Saturday 16 April 2016

Twangling instruments: the first sound artist in residence at Senate House Library

"Winston woke up with the word 'Shakespeare' on his lips."  - George Orwell, Nineteen Eighty-Four

Senate House - the brutal/Deco University of London tower for which Georgian terraces were razed - is an Orwell-Shakespeare mash-up in the hands of Hannah Thompson, the sound artist in residence. 

In Nineteen Eighty-Four, Orwell uses Shakespeare to represent the opposite of the valueless life on Airstrip One. 

Senate House is Orwell's model for the Ministry of Truth: his first wife Eileen worked there, in the Censorship Department of the Ministry of Information, during the war. 

Nineteen Eighty-Four predicts that by 2050 the Bard will be a goner except in translation, but he's clinging on and in this anniversary year the building celebrates him vertically. 

Hannah has installed motion sensors in the lifts to activate recordings of the staff reading Shakespeare, although passengers have been accidentally muting the system by fiddling with it. Please leave it alone.





I don't know how many of Hannah's readers chose to record 'When, in disgrace with fortune and men’s eyes', the sonnet which Shakespeare wrote for me personally, but I was one of them.

Ditto 'Not marble, nor the gilded monuments/Of princes' which I dedicate to the building's uncompromising walls and floors of Travertine, a stern but vulnerable substance, sallow, pockmarked, utilitarian, noble, tragic. 

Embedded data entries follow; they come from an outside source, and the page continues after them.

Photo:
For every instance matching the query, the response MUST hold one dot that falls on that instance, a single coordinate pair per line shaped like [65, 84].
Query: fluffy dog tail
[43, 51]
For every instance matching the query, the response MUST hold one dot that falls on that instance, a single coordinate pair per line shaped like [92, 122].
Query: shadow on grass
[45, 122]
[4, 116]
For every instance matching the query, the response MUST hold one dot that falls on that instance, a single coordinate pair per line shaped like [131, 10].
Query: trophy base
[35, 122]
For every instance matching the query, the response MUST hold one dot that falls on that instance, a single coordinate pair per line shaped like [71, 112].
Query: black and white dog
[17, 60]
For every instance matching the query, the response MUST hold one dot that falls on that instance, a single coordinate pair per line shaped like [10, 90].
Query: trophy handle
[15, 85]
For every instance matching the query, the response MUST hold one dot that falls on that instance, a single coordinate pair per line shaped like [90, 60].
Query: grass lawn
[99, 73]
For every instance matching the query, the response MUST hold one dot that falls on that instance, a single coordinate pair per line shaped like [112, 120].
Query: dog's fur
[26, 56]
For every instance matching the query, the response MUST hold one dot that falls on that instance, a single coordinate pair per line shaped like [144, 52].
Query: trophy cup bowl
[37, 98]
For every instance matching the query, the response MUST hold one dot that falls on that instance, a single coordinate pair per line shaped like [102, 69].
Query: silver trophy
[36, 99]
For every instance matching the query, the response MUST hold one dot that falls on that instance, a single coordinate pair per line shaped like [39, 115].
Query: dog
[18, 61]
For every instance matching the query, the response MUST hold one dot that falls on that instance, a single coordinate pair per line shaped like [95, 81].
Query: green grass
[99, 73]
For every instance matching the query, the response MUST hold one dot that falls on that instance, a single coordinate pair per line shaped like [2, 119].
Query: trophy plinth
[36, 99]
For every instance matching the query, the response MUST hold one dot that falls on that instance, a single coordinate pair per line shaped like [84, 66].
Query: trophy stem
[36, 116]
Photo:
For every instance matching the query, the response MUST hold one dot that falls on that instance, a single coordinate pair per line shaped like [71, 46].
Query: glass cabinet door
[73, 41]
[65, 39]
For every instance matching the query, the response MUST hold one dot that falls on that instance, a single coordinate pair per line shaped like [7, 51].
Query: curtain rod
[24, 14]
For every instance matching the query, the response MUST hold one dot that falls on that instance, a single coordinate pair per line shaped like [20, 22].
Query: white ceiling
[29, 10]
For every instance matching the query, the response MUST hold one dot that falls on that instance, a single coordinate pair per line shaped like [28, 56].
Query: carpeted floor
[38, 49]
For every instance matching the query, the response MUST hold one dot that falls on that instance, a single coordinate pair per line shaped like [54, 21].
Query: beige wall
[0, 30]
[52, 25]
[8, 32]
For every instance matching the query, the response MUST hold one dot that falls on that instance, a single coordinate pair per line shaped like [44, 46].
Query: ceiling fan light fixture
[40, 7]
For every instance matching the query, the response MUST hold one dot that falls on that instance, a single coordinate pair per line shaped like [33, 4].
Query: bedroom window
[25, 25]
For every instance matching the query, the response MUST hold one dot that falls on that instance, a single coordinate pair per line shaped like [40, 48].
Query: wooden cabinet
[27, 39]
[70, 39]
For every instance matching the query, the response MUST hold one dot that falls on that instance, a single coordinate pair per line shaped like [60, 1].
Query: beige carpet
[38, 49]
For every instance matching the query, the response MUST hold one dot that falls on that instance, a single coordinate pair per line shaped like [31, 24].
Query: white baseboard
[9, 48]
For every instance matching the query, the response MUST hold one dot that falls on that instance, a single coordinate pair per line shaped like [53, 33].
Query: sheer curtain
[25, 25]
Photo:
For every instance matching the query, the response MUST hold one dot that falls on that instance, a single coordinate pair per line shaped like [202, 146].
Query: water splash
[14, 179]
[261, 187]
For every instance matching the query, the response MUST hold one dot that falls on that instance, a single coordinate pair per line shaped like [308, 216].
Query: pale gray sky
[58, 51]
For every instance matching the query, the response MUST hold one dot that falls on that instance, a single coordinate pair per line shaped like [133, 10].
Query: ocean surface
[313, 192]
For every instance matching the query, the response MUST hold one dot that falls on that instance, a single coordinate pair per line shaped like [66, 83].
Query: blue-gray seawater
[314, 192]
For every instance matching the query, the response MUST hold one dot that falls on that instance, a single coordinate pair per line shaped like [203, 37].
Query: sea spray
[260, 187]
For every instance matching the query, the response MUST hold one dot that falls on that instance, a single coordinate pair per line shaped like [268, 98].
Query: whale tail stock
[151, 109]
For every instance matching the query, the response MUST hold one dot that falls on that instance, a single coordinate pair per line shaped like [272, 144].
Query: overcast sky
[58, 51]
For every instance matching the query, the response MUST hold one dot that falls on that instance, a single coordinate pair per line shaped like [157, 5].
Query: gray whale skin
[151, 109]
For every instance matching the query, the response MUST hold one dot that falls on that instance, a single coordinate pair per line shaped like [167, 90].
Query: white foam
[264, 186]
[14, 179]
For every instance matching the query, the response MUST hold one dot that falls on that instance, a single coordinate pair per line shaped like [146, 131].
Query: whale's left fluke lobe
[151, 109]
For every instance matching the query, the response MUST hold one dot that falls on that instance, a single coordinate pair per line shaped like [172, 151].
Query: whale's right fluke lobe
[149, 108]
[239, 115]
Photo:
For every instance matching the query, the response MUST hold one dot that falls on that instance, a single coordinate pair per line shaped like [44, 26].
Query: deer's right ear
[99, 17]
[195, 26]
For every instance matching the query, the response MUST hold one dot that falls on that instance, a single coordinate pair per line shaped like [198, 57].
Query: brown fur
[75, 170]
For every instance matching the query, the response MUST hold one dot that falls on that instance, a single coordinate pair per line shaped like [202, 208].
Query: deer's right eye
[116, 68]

Any staff and contract workers who'd like to record some Shakespeare should contact Hannah in her fourth floor workshop.  




Translations are welcome: Hannah already has a clip from Julius Caesar in Twi, a dialect spoken in Ghana. And on Wednesdays she holds open house, so pop on the earphones and listen to her mesmeric collages of Senate House sounds from eerie to regurgitatory.  

Today Hannah is visited by linguist, model and Dallas aficionado Gavin (@gavinodivino) who quizzes me attentively about the 1980s.











I'd never been inside the building until this year but for me the words 'Child Rowland to the dark tower came' have always circled it like rooks. (Give yourself one point for King Lear, another for Browning.) Now I'm collecting other people's anecdotes. 

Ahead of the pack is a wistful remembrance of being seduced with silent efficiency by a librarian and wafted up to what my friend describes as 'a secluded balcony'.

'What happened in the unseen labyrinth to which the pneumatic tubes led, he did not know in detail...' - Nineteen Eighty-Four
Hannah Thompson's project, funded by the Leverhulme Trust, commemorates a time of upheaval for the building. For details and information about the exhibition Shakespeare: Metamorphosis, please see the Senate House Library and School of Advanced Study websites. 


And if any newcomer takes exception to my personal blogsnark, rest assured that I know about the pain of underfunding in higher education and the misery of looking after an old building.